2. A microfluidic chip for separating CTCs based on size and aptamer according to claim 1, characterized in that, The microcolumn structure (121) also includes an elastic seal (121a), and the reagent inlet of the reagent channel (121b) is provided with an annular elastic seal (121a).

3. A microfluidic chip for separating CTCs based on size and aptamer according to claim 2, characterized in that, The reagent outlet of the reagent channel (121b) is a transverse groove surrounding the side of the micropillar, occupying the central angle α of the micropillar, with a value of 90°≤α≤180°.

4. A microfluidic chip for separating CTCs based on size and aptamer according to claim 3, characterized in that, Below the reagent outlet is a capture groove structure (121c) capable of carrying the EpCAM aptamer. The capture groove structure (121c) is a vertical groove extending from the lower edge of the reagent outlet to the plane where the cell substrate (2) is located.

5. A microfluidic chip for separating CTCs based on size and aptamer according to claim 4, characterized in that, The capture groove structure (121c) is composed of strip-shaped protrusions that are equally spaced on the side of the micropillar, and the edges of the strip-shaped protrusions along the axis of the micropillar are rounded.

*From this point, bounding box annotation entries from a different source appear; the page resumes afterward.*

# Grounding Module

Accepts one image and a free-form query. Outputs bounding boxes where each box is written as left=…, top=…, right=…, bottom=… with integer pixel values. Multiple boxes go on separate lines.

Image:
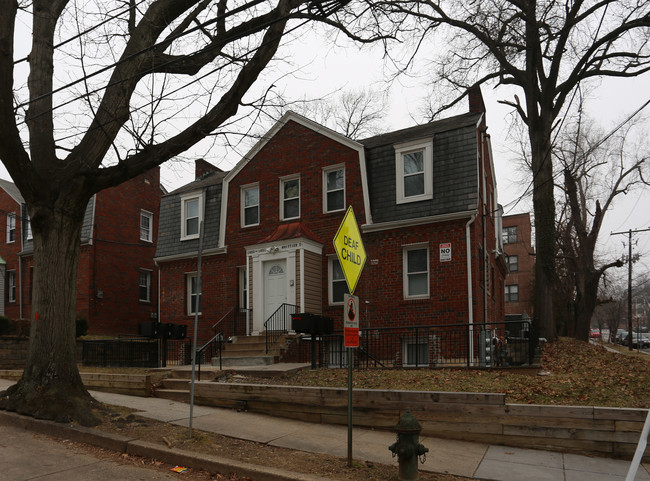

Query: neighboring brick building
left=0, top=169, right=165, bottom=335
left=156, top=89, right=505, bottom=360
left=503, top=213, right=535, bottom=318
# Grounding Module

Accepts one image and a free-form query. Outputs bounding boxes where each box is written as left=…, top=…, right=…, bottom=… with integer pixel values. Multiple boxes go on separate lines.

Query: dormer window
left=395, top=140, right=433, bottom=204
left=181, top=194, right=203, bottom=240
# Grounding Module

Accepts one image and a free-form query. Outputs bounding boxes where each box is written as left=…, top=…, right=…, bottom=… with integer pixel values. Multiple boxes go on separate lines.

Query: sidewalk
left=0, top=379, right=650, bottom=481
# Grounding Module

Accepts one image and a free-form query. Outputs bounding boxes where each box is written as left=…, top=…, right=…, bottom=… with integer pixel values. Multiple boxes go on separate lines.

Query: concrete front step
left=212, top=353, right=274, bottom=367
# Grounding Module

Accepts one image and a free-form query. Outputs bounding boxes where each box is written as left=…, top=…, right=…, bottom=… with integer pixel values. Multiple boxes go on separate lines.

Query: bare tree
left=554, top=109, right=650, bottom=341
left=373, top=0, right=650, bottom=340
left=0, top=0, right=372, bottom=423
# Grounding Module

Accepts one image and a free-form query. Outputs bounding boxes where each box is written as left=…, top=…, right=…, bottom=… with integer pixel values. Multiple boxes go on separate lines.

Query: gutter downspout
left=465, top=214, right=476, bottom=366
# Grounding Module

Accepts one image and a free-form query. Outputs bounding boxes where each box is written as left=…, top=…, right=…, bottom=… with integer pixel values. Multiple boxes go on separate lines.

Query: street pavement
left=0, top=425, right=178, bottom=481
left=0, top=380, right=650, bottom=481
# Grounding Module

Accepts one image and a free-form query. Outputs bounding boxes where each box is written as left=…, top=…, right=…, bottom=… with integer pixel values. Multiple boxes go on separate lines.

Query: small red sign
left=343, top=327, right=359, bottom=347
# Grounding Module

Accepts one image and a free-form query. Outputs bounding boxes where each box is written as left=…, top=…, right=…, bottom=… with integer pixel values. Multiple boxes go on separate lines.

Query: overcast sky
left=5, top=12, right=650, bottom=284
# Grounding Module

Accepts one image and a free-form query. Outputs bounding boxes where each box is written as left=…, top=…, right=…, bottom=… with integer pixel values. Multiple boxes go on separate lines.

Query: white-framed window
left=7, top=212, right=16, bottom=244
left=140, top=210, right=153, bottom=242
left=237, top=266, right=248, bottom=309
left=395, top=140, right=433, bottom=204
left=504, top=284, right=519, bottom=302
left=403, top=244, right=429, bottom=299
left=241, top=184, right=260, bottom=227
left=402, top=338, right=429, bottom=366
left=501, top=225, right=517, bottom=244
left=323, top=165, right=345, bottom=212
left=280, top=176, right=300, bottom=220
left=7, top=271, right=16, bottom=302
left=328, top=256, right=350, bottom=305
left=506, top=256, right=519, bottom=272
left=185, top=272, right=201, bottom=315
left=139, top=269, right=151, bottom=302
left=181, top=194, right=203, bottom=240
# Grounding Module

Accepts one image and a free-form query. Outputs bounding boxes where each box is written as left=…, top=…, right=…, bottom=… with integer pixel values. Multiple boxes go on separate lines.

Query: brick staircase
left=154, top=335, right=285, bottom=402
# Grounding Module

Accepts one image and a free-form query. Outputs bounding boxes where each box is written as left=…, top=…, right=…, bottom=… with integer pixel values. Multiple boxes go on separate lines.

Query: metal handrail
left=264, top=302, right=300, bottom=354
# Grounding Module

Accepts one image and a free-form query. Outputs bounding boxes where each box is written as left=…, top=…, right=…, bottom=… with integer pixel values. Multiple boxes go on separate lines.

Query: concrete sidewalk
left=0, top=380, right=650, bottom=481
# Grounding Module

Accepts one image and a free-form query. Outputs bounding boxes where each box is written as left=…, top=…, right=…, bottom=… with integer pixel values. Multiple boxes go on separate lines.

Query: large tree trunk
left=0, top=196, right=95, bottom=425
left=531, top=122, right=555, bottom=342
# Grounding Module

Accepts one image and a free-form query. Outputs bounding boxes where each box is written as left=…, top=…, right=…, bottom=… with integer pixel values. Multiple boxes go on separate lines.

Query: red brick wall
left=87, top=169, right=162, bottom=335
left=503, top=213, right=535, bottom=317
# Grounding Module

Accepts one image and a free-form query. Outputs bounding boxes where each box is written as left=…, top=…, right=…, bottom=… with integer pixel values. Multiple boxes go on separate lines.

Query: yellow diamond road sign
left=334, top=206, right=366, bottom=294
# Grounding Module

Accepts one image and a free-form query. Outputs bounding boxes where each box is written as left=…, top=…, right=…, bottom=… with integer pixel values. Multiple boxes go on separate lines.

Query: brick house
left=0, top=169, right=166, bottom=336
left=156, top=89, right=505, bottom=360
left=502, top=213, right=535, bottom=318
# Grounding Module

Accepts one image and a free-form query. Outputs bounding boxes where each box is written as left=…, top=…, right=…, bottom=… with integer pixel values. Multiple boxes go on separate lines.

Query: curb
left=0, top=410, right=333, bottom=481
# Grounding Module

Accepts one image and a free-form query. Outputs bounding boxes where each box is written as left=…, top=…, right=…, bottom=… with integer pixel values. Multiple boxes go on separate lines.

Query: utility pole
left=611, top=228, right=650, bottom=351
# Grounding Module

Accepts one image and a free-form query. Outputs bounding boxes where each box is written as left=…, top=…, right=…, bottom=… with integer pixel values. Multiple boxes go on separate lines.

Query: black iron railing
left=294, top=321, right=537, bottom=368
left=264, top=303, right=300, bottom=354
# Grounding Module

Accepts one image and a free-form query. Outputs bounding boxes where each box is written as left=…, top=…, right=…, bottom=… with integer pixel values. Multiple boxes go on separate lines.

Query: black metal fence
left=292, top=321, right=537, bottom=368
left=82, top=320, right=537, bottom=368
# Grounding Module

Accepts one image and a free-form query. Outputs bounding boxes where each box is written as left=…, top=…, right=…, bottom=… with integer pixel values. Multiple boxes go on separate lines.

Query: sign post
left=333, top=206, right=366, bottom=467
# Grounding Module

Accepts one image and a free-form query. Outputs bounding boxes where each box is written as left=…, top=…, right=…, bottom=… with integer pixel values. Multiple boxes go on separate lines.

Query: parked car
left=623, top=332, right=650, bottom=349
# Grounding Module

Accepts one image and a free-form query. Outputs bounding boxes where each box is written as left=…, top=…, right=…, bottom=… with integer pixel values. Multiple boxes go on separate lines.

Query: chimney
left=194, top=159, right=223, bottom=180
left=467, top=84, right=485, bottom=113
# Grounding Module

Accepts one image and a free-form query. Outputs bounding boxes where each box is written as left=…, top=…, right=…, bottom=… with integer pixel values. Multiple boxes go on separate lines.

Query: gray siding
left=156, top=176, right=223, bottom=257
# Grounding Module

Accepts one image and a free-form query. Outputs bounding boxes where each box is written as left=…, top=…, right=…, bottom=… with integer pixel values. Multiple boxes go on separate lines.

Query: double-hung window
left=241, top=184, right=260, bottom=227
left=329, top=256, right=350, bottom=304
left=7, top=271, right=16, bottom=302
left=7, top=212, right=16, bottom=244
left=140, top=210, right=153, bottom=242
left=181, top=194, right=203, bottom=240
left=323, top=166, right=345, bottom=213
left=506, top=256, right=519, bottom=272
left=395, top=140, right=433, bottom=204
left=139, top=269, right=151, bottom=302
left=186, top=273, right=201, bottom=315
left=403, top=244, right=429, bottom=299
left=280, top=176, right=300, bottom=220
left=505, top=284, right=519, bottom=302
left=501, top=225, right=517, bottom=244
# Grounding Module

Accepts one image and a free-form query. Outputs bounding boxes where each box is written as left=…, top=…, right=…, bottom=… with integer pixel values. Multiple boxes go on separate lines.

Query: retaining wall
left=194, top=381, right=650, bottom=461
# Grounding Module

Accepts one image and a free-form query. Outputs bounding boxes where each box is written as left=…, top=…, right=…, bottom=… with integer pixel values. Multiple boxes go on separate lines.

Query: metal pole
left=189, top=221, right=203, bottom=438
left=347, top=347, right=354, bottom=468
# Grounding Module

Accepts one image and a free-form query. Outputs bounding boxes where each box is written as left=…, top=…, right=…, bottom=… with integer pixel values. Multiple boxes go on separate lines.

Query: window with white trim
left=395, top=140, right=433, bottom=204
left=241, top=184, right=260, bottom=227
left=323, top=166, right=345, bottom=212
left=181, top=194, right=203, bottom=240
left=504, top=284, right=519, bottom=302
left=501, top=225, right=517, bottom=244
left=403, top=244, right=429, bottom=299
left=402, top=338, right=429, bottom=366
left=506, top=256, right=519, bottom=272
left=328, top=256, right=350, bottom=305
left=280, top=177, right=300, bottom=220
left=7, top=212, right=16, bottom=244
left=139, top=269, right=151, bottom=302
left=185, top=273, right=201, bottom=316
left=23, top=214, right=32, bottom=240
left=7, top=271, right=16, bottom=302
left=140, top=210, right=153, bottom=242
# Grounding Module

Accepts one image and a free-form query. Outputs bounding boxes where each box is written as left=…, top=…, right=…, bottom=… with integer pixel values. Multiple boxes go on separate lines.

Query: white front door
left=255, top=259, right=287, bottom=331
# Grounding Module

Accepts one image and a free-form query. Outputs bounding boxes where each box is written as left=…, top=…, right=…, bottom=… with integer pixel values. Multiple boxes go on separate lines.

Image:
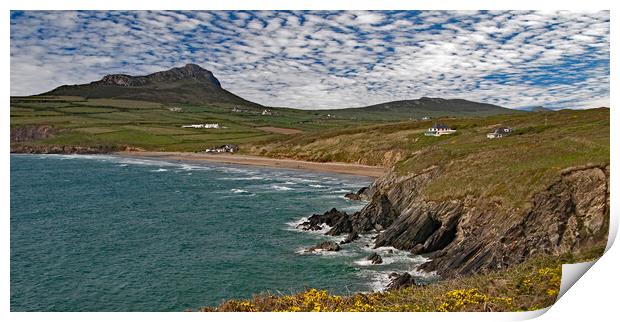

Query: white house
left=487, top=127, right=512, bottom=139
left=424, top=123, right=456, bottom=136
left=205, top=144, right=239, bottom=153
left=181, top=123, right=220, bottom=129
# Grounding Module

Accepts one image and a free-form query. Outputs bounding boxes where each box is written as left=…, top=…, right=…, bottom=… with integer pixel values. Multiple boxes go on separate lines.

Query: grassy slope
left=11, top=96, right=378, bottom=151
left=201, top=245, right=604, bottom=312
left=247, top=108, right=610, bottom=206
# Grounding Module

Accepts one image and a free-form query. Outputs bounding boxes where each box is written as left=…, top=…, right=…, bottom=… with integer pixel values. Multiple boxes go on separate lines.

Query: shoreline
left=113, top=151, right=388, bottom=178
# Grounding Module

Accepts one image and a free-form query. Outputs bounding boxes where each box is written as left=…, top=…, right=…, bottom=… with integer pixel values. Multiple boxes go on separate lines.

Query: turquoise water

6. A microfluidic chip for separating CTCs based on size and aptamer according to claim 1, characterized in that, The reagent inlet is provided with a reagent reservoir (121d) extending along the axis of the microcolumn, and the edge of the reagent inlet in the reagent reservoir (121d) extends to the magnetic microsphere (121e).

7. A microfluidic chip for separating CTCs based on size and aptamer according to claim 1, characterized in that, The inlet height and outlet height of the gradient retention channel (13) are between 15-17 μm, and the inlet height of the gradient retention channel (13) is greater than the outlet height.